UNITED NATIONS — Russia and China Thursday vetoed a U.S.-backed United Nations Security Council resolution threatening the Syrian government with sanctions, upending four months of diplomacy aimed at stemming a crisis that has left more than 14,000 dead and engulfed the country in civil war.
The action dealt a potentially fatal blow to U.N.-Arab League emissary Kofi Annan’s six-point peace plan, and cast doubts that Moscow and Beijing are prepared to apply pressure on Syria to meet its commitments to constrain its troops.
It was the third veto by both countries of a U.N. Security Council resolution seeking to pressure the government of President Bashar al-Assad to curtail its violent crackdown, initially on unarmed civilians and more recently on civilians and armed opposition groups.

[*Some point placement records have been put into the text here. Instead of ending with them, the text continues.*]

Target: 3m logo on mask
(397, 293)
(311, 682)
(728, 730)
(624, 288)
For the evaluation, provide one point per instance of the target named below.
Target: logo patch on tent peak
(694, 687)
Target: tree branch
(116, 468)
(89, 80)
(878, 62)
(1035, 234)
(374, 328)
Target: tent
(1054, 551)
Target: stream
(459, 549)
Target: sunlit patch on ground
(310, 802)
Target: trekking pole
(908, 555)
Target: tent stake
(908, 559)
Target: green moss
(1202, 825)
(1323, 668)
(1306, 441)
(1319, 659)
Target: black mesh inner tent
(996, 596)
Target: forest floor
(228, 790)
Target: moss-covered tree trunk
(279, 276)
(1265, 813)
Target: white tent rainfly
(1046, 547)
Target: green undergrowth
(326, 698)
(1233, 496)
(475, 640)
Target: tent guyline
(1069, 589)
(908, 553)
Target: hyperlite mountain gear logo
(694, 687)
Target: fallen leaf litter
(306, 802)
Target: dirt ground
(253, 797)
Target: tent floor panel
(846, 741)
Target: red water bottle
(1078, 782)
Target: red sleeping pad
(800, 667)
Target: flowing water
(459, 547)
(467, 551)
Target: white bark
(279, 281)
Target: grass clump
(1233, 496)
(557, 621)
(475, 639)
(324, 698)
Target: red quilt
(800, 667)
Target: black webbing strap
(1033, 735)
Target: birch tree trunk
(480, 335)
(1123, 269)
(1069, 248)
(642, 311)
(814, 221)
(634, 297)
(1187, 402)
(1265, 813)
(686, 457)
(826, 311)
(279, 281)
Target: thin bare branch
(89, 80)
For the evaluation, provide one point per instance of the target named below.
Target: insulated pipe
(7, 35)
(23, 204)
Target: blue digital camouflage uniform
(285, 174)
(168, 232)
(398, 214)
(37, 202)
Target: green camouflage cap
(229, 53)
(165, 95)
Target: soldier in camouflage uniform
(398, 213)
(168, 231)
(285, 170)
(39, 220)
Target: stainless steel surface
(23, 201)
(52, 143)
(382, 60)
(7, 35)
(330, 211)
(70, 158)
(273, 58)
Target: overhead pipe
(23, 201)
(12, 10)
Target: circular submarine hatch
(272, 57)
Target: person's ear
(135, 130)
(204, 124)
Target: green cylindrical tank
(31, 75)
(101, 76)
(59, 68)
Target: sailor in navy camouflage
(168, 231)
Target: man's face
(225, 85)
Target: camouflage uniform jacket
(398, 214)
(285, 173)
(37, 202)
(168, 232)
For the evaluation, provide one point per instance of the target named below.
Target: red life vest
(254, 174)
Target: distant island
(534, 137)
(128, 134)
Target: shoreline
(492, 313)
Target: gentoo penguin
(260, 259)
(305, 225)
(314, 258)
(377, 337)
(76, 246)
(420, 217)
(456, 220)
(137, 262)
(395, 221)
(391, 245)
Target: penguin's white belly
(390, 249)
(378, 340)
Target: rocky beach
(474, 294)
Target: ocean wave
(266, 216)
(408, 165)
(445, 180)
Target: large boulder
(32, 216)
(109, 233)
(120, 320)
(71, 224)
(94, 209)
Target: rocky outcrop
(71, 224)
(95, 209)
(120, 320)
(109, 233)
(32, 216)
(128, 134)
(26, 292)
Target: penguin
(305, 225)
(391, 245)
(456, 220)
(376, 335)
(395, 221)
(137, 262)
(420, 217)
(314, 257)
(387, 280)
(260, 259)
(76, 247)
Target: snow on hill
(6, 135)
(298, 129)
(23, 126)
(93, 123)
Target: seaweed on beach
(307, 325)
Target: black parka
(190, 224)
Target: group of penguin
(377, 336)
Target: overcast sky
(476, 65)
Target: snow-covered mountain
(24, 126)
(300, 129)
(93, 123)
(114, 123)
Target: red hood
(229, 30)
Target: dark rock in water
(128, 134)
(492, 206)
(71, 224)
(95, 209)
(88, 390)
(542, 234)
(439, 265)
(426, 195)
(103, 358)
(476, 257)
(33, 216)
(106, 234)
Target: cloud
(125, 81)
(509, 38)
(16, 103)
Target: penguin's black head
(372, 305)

The resolution failed to pass by a vote of 11 for and 2 against, with Pakistan and South Africa abstaining. As permanent members of the 15-nation Security Council, Russia and China — both longtime allies of Assad — have veto power.
Both were open about their opposition to the resolution in the days leading up to the vote.
“The Security Council has failed utterly in its most important task on its agenda this year,” Susan Rice, U.S. ambassador to the United Nations, told the council after the vote. “The first two vetoes were very destructive. This veto is even more dangerous and deplorable.”
The standoff in the council raised doubts about the long-term future of the U.N. Supervisory Mission in Syria, whose mandate expires today, and which has been severely restricted in its efforts to enforce a broken cease-fire agreement.
In a news conference before the vote, Maj. Gen. Robert Mood, the head of the mission, was notably downbeat.
“It pains me to say, but we are not on the track for peace in Syria, and the escalations we have witnessed in Damascus over the past few days is a testimony to that,” Mood said.
Rice said the U.S. would no longer “pin its policy” on unarmed U.N. observers lacking even “minimal support” from the Security Council, but would work with a diverse coalition of countries outside the council to “bring pressure to bear” on the Syrian regime.
Russia’s U.N. envoy, Vitaly Churkin, defended the veto, saying the resolution was “biased” in threatening only the Syrian government with sanctions and doing nothing to constrain the opposition movement.